Health concerns......

Winter has come back with a vengeance. The price we pay for having the kind of summer that we did. It’s freezing. Although I was eagerly awaiting winter (hot seasons aren’t my favourites as I can’t take the heat contradictory because I’m African….oh well) I have to say so far it hasn’t been productive. Mainly because I cant breathe because the cold inflames my nasal canal and because of these persistent headaches I have been having.

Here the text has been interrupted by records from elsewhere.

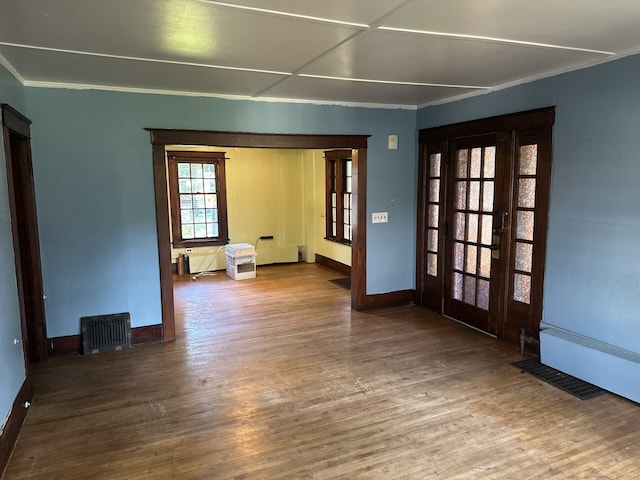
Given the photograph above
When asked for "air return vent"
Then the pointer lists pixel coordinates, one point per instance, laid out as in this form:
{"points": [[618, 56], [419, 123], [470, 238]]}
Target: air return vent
{"points": [[106, 333]]}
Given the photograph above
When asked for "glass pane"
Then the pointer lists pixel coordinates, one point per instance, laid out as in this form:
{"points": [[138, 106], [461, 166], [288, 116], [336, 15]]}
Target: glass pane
{"points": [[486, 231], [471, 260], [184, 171], [196, 170], [211, 200], [432, 240], [461, 195], [459, 227], [434, 165], [472, 230], [186, 201], [432, 264], [528, 159], [200, 230], [487, 197], [187, 231], [461, 163], [186, 216], [476, 162], [199, 215], [489, 162], [212, 215], [522, 288], [197, 185], [209, 171], [458, 256], [474, 195], [483, 294], [457, 286], [470, 290], [524, 256], [209, 185], [485, 263], [524, 228], [434, 191], [434, 213], [527, 192], [184, 185]]}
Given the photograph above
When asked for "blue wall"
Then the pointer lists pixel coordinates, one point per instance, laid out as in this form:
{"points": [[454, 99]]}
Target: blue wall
{"points": [[12, 368], [592, 279], [94, 185]]}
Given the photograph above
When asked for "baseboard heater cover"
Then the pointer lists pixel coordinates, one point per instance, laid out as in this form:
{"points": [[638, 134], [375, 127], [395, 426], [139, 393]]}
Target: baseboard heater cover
{"points": [[105, 333], [607, 366]]}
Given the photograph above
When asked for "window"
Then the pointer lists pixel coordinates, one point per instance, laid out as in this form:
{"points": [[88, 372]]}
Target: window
{"points": [[198, 198], [338, 196]]}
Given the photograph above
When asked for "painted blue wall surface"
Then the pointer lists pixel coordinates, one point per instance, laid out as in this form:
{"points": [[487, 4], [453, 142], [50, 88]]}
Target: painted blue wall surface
{"points": [[94, 184], [12, 367], [592, 278]]}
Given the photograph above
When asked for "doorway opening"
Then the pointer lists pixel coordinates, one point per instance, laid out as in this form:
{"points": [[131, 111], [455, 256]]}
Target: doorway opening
{"points": [[26, 244], [160, 138], [482, 221]]}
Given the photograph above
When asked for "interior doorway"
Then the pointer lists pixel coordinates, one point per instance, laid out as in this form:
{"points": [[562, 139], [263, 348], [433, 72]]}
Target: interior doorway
{"points": [[484, 189], [26, 244], [160, 138]]}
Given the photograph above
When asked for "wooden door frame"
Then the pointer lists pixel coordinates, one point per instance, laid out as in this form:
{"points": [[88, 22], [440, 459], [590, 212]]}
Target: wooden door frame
{"points": [[427, 292], [160, 138], [17, 127]]}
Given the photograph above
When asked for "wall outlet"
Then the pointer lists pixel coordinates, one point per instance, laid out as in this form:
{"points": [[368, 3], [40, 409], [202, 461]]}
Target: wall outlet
{"points": [[380, 217]]}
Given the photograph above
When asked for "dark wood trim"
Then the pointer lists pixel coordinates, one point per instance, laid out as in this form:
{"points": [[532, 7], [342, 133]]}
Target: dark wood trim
{"points": [[514, 121], [162, 137], [72, 344], [164, 243], [359, 241], [333, 264], [14, 120], [391, 299], [14, 423]]}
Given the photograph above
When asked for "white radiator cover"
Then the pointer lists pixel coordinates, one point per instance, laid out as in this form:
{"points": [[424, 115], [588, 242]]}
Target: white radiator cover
{"points": [[607, 366]]}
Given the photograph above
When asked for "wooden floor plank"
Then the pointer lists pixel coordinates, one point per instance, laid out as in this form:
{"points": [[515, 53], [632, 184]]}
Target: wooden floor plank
{"points": [[276, 378]]}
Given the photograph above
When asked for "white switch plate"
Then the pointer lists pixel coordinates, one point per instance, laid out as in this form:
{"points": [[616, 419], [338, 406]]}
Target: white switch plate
{"points": [[380, 217]]}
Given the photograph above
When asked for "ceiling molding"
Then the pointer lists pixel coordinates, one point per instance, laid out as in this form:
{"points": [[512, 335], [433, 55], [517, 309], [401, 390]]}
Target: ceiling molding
{"points": [[180, 93]]}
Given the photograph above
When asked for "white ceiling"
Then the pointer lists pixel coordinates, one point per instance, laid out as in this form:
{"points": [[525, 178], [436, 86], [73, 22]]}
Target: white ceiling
{"points": [[384, 52]]}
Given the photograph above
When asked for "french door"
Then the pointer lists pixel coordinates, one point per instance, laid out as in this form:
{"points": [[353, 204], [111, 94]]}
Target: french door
{"points": [[483, 205]]}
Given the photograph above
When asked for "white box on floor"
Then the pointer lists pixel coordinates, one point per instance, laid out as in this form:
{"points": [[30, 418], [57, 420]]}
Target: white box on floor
{"points": [[241, 261]]}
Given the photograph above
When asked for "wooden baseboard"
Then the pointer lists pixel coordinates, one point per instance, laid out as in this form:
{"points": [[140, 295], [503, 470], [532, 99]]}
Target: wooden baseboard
{"points": [[392, 299], [72, 344], [333, 264], [14, 423]]}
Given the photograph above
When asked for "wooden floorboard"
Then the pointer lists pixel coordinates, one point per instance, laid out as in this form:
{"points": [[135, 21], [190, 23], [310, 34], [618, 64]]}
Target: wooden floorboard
{"points": [[277, 378]]}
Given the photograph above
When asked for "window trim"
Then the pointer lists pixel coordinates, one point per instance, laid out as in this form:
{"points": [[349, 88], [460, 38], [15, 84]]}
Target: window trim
{"points": [[335, 168], [215, 158]]}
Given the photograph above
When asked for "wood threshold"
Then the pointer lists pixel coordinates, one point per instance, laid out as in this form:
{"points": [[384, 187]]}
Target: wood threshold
{"points": [[14, 422]]}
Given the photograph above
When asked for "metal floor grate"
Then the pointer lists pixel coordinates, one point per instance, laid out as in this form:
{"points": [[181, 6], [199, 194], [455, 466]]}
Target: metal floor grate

I went to see my physician on Tuesday and discussed my headaches with her. She asked me if I have been under some stress recently or if I’m drinking enough water and if I wear my spectacles as is should. My answer was simple…I am not under any extra stress apart from day to day grind and I am also drinking at least two litres of water a day. The only other thing is I don’t wear my specs as often but that has never been a problem.
My physician was actually very concerned about my headaches and ordered for me to have a blood test which would test for my fasting glucose level, a full blood count, thyroid, blood sodium levels and cholesterol level.

Friday I had my blood test and I will get my results on Wednesday. It takes ten to fourteen days to get the results usually but I have been given priority. I also I have to book an appointment with my optician to rule out the likelihood of strain caused from my bad eyesight. Till then I don’t have much to do except swallow painkillers. I have to take this migraine pill and standard painkillers all at the same time (to say that I’m not worried would be an understatement but I’m taking it in my stride…I just pray that whatever it is that is wrong with me Allah grants me the patience to deal with it). My main concern is getting addicted to the painkillers because between Tuesday evening and Friday morning I have finished a 16pack coupled with half a strip of migraine pills (and I’m not the type of person fond of taking medicine be it pill or a syrup).

So yeah, I am walking around in a zombie state and why I’m I going to work? I need some normalcy in my life and if I stay at home I focus more on the pain. Plus the people at work are currently taking it easy on me…bless them. But inshaAllah kheyr…whatever it is Ar-Rahman would get me through it inshaAllah. Bi’ithnillah.
Come Wednesday I will find out what is wrong inshaAllah. Till then keep me in your dua.